I like going there when I need a break from the more in your face and expensive central Tel Aviv vibe as the atmosphere, in Florentin is more relaxed and less pretentious. I guess partly as many places are run by the yet uncorrupted and happy young. Beverages also tend to be less expensive and there is no pressure to give up your seat, while conversations can easily be struck up with the bar person or neighbour. The area boasts several nightclubs should the urge to dance until the early hours follow on from your eating and drinking session.
The area also hosts well known street parties during New Year, Purim and Independence Day when young people from all over the centre congregate to celebrate. I usually avoid these events as they are far overcrowded and a very young group.
It is probably a good thing that Florentin is a night-time hangout as parts of it are run-down waiting to be the next overhauled, up and coming bit. I always like the term ‘up and coming’ a real estate ruse for a downbeat area – Florentin fits the bill perfectly with some, if albeit slow growth. Luckily the young have adopted the area though a disgruntled diner would never live there as when would you be able to sleep? Certainly not at night but then again if I was student or in my 20’s I wouldn’t want to live anywhere else!
Mexican food has yet to make a statement in Israel with very few restaurants offering the delicacies of this large North/Central American country. In some ways I find this odd as there is a large Jewish community in Mexico and the food is generously spiced which is tolerated and loved in Israel.
Fortunately here is a nice option if you are in the area and feel like a light bite. The tequila bar/restaurant is very small with only a few tables and space on the bar. It is decorated in a Mexican style theme, including a picture of Frida Kahlo and boasts having the largest selection of Tequila in Tel Aviv. Being small the cramped conditions can sometimes be a little challenging – the crowd is mostly in their twenties.

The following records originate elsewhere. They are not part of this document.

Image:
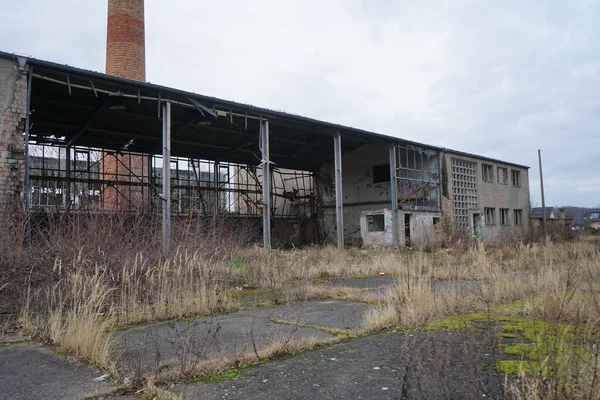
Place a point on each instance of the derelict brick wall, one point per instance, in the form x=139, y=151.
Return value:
x=125, y=57
x=125, y=40
x=13, y=108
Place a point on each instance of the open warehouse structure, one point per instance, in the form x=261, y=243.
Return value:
x=79, y=140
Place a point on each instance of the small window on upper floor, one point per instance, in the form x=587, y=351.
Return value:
x=490, y=216
x=504, y=216
x=518, y=217
x=381, y=173
x=516, y=177
x=502, y=176
x=487, y=172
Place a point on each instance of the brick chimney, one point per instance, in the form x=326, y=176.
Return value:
x=125, y=57
x=125, y=39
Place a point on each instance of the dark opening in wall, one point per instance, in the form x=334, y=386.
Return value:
x=376, y=223
x=381, y=173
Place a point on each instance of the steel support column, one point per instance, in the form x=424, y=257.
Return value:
x=166, y=195
x=217, y=179
x=394, y=193
x=266, y=183
x=27, y=183
x=339, y=199
x=67, y=199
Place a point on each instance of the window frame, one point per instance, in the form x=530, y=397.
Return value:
x=373, y=222
x=490, y=169
x=504, y=217
x=518, y=216
x=504, y=175
x=489, y=212
x=517, y=173
x=380, y=173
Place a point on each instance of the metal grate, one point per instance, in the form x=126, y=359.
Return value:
x=80, y=178
x=464, y=191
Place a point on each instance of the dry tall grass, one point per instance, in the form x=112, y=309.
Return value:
x=89, y=274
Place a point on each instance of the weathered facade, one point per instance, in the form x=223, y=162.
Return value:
x=326, y=182
x=438, y=192
x=489, y=198
x=13, y=105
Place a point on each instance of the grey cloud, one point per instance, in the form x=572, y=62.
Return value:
x=498, y=78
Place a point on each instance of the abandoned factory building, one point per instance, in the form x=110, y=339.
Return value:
x=84, y=141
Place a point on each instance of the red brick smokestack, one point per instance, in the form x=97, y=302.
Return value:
x=125, y=40
x=125, y=57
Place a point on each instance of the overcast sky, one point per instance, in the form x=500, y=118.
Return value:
x=496, y=78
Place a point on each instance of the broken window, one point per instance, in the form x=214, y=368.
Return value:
x=502, y=175
x=418, y=178
x=490, y=216
x=516, y=177
x=518, y=217
x=464, y=191
x=504, y=216
x=381, y=173
x=375, y=223
x=487, y=172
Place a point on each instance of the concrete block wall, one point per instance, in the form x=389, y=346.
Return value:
x=13, y=108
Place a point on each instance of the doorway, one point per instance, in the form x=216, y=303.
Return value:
x=477, y=225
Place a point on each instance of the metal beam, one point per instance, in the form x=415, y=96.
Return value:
x=301, y=150
x=239, y=147
x=394, y=193
x=26, y=182
x=176, y=134
x=86, y=126
x=166, y=192
x=339, y=199
x=217, y=175
x=266, y=183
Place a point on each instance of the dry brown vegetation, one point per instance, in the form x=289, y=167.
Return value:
x=83, y=276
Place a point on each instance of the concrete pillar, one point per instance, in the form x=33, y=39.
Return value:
x=339, y=199
x=13, y=113
x=394, y=194
x=266, y=183
x=166, y=226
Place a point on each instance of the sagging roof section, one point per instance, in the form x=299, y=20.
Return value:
x=76, y=106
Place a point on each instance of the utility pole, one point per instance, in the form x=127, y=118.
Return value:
x=542, y=188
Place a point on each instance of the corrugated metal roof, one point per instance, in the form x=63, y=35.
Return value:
x=290, y=127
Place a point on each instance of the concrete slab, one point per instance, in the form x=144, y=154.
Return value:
x=425, y=365
x=332, y=314
x=367, y=282
x=178, y=344
x=31, y=372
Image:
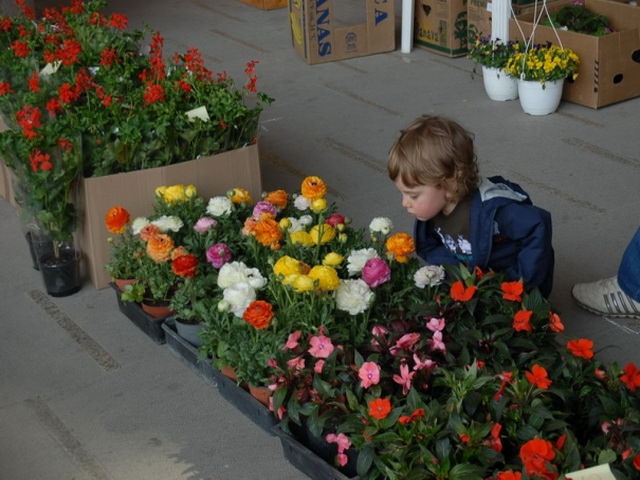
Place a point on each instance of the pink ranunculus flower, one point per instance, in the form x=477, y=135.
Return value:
x=436, y=324
x=376, y=272
x=219, y=254
x=264, y=207
x=405, y=342
x=369, y=374
x=335, y=219
x=321, y=346
x=204, y=224
x=318, y=366
x=292, y=340
x=378, y=331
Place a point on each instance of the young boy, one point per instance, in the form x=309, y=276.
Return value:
x=489, y=223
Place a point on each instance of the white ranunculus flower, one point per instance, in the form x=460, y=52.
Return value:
x=301, y=203
x=239, y=296
x=353, y=296
x=219, y=206
x=357, y=259
x=381, y=225
x=168, y=223
x=138, y=224
x=431, y=275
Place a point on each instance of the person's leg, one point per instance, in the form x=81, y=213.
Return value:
x=617, y=296
x=629, y=271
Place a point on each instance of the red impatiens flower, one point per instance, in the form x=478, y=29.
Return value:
x=460, y=293
x=380, y=408
x=538, y=377
x=581, y=347
x=522, y=321
x=512, y=291
x=119, y=21
x=631, y=377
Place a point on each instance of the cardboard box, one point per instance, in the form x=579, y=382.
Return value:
x=609, y=65
x=266, y=4
x=212, y=175
x=317, y=36
x=441, y=26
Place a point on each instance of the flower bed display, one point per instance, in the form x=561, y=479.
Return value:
x=423, y=372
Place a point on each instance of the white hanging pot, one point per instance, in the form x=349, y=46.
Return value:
x=540, y=99
x=498, y=85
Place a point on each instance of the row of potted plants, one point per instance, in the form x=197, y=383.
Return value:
x=406, y=371
x=85, y=97
x=533, y=73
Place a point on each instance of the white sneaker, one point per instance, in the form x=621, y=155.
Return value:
x=605, y=297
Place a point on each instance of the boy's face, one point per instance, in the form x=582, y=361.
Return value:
x=424, y=201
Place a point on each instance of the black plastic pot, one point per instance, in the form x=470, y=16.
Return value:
x=61, y=274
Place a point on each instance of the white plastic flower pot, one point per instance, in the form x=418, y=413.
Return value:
x=498, y=85
x=540, y=99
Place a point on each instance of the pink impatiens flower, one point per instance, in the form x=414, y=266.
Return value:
x=436, y=324
x=292, y=341
x=369, y=374
x=321, y=346
x=405, y=378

In addition to tequila, cocktails and beer, this place also serves Mexican style food. I personally get a little confused between Mexican, Tex-Mex and South Western cuisine when it comes to a menu with enchiladas, Tacos etc as I suspect these are not all purely Mexican. But over the years these have become the staple dishes on many a Mexican style restaurant menu.
At Mezcal these dishes also appear as well as Nachos and even dishes with Mole which is a complex sauce that includes chocolate as one of the main ingredients.
The few times I have eaten there have always been after several drinks and as such I add a warning note to my thoughts on the place as seen through tequila goggles.
I generally turn up with a small group and order several plates of enchiladas, nachos and chicken with mole but recently they have had to go vedgie for a time due to some rule or other. Which is a shame as the beef and chicken dishes added depth to the flavour profiles (update – meat is back on the menu!).
All the dishes are good, not amazing, we are not talking Rick Bayless but neither should it be for a tequila bar in an up and coming Tel Aviv neighbourhood. Most of the dishes come in fours so perfect for sharing and most are wrap style so can be picked up and eaten. Putting on my critical disgruntled hat on I would say some misses included the Mole as it is too sweet and chocolaty and lighter in colour than I have had in Mexico. Also one of the dishes came out piping hot and damp as if it may have been microwaved (Note: I don’t even know if they have a microwave just a personal un-expert observation).
Luckily, bar the two examples prior, most of the food which usually combines rice, beans, avocado, cheese and meat is very agreeable to my palate. Add to that the very friendly and enthusiastic staff and you get a place that is worth hanging out in and thankfully Mexican which as mentioned before is not common in Israel.
Another plus is the prices of the food which is very reasonable around the 30/40nis range but cocktail prices are high (for the area) with their signature margarita costing 45nis (though with good flavour).
A few words on the tequila - The selection is large and we had the pleasure of drinking one which was aged in a whisky barrel. The colour of the liquid takes on a caramel or tinge of brown. The taste is surprisingly smooth and far less harsh then comparable liquors – a very pleasant surprise (for a non-liquor drinker).